Father. Realtor®. Movie nut. After pestering my parents for their commentary on “Star Wars” when I was four years old, my mind went into a creative frenzy. I’d imagined something entirely different than the actual film, which I didn’t end up seeing until its 1979 re-release at the Uptown Theater in Washington, DC. This was my formal introduction to the cinema.

During that long wait, which felt like an eternity to a child, my mind was being molded by more corrosive stuff like “Trilogy of Terror” and “Rosemary’s Baby”, most of which I’d conned various babysitters into letting me watch on television ( I convinced one poor lady that “Jaws” was actually “Moby Dick”).

The folks were pretty strict in that regard, so the less appropriate it was for a kid to watch, the more I was fascinated by it. Horror staples like “Halloween” and “Friday the 13th”, as well as lesser-known low-budget fare like “Madman”, “Sleepaway Camp” and “Pieces” all ended up sneaking their way into the VHS on a regular basis.

Since then, I’ve developed an obsession with the entire film industry. Even though I watch and review a wide breadth of films these days, my appreciation for the campy, poorly lit micro-budgeters still lends itself to my evolving perspective on movies just as much as the summer blockbusters and Oscar contenders. As I recall my trips to the movie theater, I realize that this stuff is about much more than just a fleeting piece of entertainment.

A couple years ago, I was finally given the opportunity to lend my opinion on films to a publication, The Rogers Revue, with a subsequent run at Reel Film News.
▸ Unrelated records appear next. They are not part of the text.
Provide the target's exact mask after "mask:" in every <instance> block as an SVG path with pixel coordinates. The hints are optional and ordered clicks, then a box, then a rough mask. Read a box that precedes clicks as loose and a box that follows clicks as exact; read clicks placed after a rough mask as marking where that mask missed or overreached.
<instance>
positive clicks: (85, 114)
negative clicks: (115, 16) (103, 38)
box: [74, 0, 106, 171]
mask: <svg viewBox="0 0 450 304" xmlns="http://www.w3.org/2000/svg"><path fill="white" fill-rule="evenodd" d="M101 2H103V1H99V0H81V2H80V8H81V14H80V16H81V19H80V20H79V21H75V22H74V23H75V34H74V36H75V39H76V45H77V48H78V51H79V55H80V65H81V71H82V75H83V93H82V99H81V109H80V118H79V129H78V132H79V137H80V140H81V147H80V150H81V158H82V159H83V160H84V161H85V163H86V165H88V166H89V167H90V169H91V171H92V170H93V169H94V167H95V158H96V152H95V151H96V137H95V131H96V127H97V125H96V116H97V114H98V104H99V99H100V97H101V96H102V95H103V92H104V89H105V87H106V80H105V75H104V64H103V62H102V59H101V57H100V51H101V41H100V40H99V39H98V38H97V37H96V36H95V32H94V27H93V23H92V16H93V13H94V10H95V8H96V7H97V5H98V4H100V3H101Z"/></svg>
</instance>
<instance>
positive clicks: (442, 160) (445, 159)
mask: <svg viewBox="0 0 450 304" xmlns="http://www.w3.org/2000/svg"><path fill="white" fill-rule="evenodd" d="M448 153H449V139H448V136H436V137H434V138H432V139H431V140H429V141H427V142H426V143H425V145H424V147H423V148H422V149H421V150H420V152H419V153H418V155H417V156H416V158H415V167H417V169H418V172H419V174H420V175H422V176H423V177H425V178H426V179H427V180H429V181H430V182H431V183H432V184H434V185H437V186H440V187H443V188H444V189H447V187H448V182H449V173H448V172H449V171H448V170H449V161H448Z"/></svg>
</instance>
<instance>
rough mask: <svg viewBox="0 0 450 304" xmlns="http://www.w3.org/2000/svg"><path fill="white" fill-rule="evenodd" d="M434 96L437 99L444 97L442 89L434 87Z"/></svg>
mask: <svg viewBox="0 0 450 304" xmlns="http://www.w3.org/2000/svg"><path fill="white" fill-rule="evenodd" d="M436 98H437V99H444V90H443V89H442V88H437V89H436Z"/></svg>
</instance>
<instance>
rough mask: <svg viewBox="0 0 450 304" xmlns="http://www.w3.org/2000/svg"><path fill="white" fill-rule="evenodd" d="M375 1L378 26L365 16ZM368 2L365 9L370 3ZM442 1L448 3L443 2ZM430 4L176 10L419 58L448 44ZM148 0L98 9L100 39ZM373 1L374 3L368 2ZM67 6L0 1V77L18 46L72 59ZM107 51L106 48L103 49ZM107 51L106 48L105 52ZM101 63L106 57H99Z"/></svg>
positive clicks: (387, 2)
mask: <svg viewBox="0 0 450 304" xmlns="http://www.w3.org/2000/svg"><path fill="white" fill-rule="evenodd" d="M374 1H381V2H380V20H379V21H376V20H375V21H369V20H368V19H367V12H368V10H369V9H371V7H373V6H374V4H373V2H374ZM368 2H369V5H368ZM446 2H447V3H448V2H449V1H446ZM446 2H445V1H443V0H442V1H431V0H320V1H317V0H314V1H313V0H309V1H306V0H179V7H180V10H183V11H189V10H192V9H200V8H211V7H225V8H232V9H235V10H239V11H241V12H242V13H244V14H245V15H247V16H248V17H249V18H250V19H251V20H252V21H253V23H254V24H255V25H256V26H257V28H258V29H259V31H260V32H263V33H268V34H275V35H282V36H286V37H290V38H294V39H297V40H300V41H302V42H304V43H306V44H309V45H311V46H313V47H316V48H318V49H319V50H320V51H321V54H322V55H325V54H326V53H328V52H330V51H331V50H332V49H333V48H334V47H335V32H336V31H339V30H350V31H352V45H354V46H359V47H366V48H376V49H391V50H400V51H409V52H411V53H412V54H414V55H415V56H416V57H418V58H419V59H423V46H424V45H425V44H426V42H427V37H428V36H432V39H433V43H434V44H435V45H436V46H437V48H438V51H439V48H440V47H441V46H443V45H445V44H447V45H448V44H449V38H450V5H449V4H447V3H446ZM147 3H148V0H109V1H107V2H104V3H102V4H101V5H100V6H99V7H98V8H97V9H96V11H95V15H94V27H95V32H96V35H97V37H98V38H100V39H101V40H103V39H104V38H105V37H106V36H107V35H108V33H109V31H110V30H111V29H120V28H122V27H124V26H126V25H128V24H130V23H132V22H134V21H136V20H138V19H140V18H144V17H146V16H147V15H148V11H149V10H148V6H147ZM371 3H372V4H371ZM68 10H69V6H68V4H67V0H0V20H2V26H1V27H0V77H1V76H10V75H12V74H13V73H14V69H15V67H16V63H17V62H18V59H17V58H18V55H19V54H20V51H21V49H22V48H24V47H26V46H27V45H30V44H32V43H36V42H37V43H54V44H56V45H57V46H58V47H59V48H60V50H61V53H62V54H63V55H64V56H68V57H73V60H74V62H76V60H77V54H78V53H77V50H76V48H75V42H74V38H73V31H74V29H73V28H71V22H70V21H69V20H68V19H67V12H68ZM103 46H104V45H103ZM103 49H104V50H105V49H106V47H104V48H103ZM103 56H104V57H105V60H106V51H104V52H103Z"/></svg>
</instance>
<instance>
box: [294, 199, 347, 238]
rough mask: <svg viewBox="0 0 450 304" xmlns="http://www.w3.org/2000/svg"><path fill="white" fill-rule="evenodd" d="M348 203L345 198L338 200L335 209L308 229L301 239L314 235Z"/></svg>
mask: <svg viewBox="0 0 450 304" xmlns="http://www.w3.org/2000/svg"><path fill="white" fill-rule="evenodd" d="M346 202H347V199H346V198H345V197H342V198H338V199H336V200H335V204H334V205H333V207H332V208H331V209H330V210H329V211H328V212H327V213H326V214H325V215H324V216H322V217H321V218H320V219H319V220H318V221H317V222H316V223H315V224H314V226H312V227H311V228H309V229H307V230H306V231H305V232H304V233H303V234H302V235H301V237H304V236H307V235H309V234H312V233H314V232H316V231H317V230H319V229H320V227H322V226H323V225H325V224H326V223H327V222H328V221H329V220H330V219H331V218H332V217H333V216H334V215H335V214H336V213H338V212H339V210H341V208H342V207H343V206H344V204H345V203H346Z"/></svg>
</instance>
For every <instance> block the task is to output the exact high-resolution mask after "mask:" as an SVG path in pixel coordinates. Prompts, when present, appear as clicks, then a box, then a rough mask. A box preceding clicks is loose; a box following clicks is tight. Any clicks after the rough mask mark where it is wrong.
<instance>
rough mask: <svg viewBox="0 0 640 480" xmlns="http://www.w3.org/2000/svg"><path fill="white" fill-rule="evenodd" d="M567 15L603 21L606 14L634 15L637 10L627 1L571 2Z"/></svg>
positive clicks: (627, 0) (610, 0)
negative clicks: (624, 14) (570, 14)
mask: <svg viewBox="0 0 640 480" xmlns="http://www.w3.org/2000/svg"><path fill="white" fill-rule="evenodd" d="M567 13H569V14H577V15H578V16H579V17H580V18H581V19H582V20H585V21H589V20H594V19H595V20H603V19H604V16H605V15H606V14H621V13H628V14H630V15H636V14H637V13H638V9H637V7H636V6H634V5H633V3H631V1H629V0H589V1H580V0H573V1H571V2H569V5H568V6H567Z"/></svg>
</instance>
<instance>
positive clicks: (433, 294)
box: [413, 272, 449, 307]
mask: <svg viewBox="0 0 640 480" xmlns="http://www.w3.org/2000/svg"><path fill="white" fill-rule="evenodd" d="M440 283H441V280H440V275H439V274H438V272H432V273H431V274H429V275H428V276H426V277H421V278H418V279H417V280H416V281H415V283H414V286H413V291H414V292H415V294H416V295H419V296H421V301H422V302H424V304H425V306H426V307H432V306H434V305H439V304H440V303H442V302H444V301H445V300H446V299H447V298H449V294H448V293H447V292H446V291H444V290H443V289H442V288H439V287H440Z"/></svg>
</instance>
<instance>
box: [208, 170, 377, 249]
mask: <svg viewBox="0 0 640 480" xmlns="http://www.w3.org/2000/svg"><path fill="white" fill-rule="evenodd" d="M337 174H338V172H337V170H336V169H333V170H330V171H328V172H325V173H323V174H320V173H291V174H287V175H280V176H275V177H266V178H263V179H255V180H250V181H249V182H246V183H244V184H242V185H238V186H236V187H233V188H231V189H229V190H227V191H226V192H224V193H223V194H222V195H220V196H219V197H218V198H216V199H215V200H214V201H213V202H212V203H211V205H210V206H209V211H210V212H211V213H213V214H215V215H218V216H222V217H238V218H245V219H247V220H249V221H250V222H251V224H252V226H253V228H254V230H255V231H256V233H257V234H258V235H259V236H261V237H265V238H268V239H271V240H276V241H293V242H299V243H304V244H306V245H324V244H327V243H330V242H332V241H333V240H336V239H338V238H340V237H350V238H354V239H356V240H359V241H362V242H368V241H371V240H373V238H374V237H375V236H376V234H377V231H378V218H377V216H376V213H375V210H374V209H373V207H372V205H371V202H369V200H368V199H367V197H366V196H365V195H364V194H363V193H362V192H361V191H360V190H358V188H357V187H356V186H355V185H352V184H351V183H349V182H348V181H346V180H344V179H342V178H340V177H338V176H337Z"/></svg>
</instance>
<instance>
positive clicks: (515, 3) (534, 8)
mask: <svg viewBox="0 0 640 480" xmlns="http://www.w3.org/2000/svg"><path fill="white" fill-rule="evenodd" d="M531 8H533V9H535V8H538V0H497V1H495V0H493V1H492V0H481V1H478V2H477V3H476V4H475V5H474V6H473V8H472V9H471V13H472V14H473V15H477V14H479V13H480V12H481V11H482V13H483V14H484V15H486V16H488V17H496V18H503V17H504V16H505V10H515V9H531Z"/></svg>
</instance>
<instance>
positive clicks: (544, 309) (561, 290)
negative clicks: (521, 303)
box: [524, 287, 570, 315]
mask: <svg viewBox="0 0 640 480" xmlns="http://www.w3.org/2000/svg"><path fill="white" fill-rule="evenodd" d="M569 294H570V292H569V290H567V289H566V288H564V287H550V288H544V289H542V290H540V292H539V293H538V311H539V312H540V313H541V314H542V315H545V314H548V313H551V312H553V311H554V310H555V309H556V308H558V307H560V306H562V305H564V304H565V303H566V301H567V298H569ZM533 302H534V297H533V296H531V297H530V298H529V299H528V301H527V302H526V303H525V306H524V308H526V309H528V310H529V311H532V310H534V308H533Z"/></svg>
It's been both a privilege and a gateway to what we’re doing now. Most of my experience has come from interviewing independent filmmakers, who consistently promote innovation. The filmmaking process is grueling and relatively unforgiving.

Fellow film enthusiast Eddie Pasa and I have created DC Filmdom as a medium for film reviews, discussion, and (inevitably) some debate. And so, the creative frenzy continues.

(Michael is a member of the Washington, DC Area Film Critics Association).